In its latest financials [PDF] for Q2 2023, Walt Disney Co. announced that its streaming service lost 4 million subscribers in the first three months of the year, dropping its total paying user base from 161.8 million to 157.8 million – a 2 percent decrease when balanced by subscriber gains.

The largest subscriber drop-off came to its Indian Disney+ Hotstar user base, which saw an 8 percent dip or around 4.6 million users unsubscribing. The dip can be attributed to Disney losing the rights to air the Indian Premier League cricket games.

Disney was outbid of the rights by Viacom18, whose streaming platform JioCinema will be airing all the league’s games for free in a bid to win over customers. This changeover battered revenues from Disney+ Hotstar, seeing a 20 percent decrease in average monthly revenues per paid subscriber for the quarter in the region.

Meanwhile, Disney+ also lost subscribers in the US and Canada region, amounting to a 1 percent change from 46.6 million to 46.3 million.

Subscriber gains were middling during the recent quarter, with a 2 percent increase mostly from international regions.

Despite this, revenues were up across the board for Walter Disney Co. and its streaming division narrowed its losses to $659 million from the previous’ quarters $1.1 billion. While Disney+ is still not profitable, the company expects to see it finally produce a turnover at some point in 2024.

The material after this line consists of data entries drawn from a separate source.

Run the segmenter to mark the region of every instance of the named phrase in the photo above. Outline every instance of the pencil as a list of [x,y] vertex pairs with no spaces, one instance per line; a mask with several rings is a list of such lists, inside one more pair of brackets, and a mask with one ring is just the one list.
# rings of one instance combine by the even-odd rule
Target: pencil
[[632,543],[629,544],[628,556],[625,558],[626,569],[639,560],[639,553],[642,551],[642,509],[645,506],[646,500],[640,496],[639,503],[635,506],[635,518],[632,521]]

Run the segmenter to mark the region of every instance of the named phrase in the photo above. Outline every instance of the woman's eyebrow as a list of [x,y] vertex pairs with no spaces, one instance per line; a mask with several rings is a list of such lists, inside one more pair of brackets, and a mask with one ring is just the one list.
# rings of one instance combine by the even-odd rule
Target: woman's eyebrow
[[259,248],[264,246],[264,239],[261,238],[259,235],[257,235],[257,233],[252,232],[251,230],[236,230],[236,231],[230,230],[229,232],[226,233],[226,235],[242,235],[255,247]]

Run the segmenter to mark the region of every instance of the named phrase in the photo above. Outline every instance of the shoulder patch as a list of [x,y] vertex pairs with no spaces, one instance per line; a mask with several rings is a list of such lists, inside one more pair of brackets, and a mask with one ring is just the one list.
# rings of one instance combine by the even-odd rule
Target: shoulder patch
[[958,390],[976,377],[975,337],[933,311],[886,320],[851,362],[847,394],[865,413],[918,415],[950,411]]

“We’re pleased with our accomplishments this quarter, including the improved financial performance of our streaming business, which reflect the strategic changes we’ve been making throughout the company to realign Disney for sustained growth and success,” said Robert A. Iger, Walt Disney Co. chief executive.

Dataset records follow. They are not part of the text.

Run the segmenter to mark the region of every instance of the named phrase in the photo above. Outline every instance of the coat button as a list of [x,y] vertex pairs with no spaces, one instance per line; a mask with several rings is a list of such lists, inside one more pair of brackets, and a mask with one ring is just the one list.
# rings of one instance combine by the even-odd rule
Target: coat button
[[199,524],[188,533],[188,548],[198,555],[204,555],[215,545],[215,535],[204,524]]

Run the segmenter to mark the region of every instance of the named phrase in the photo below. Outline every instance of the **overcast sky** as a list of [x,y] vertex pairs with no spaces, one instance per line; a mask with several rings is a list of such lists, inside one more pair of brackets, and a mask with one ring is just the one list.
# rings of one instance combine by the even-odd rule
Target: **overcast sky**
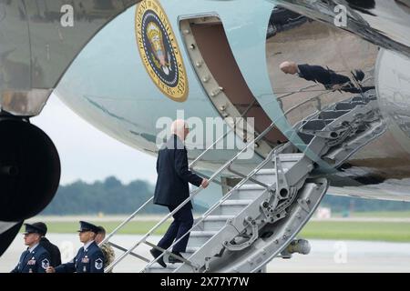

Investors, however, were alarmed at the subscriber loss and Disney shares fell 4.4 percent in after-hours trading, with a negative trend still in the air for the media powerhouse.

While Disney+ is losing subscribers, competitor Warner Bros. Discovery announced on Monday that it added 1 million subscribers to its own streaming platforms in the same period. The company is preparing to unite its streaming platforms under a single banner later this month.

The new service, called simply Max, will launch with around 97.6 million subscribers. Apart from saving costs and creating a platform to introduce new content, Max is expected to drive renewed profits. The company anticipates its streaming division to become profitable in 2023, much earlier than expected.

Disney+ saw its South African release in 2022, but users have criticised the company for launching a sub-par version compared to the one found internationally and in the US.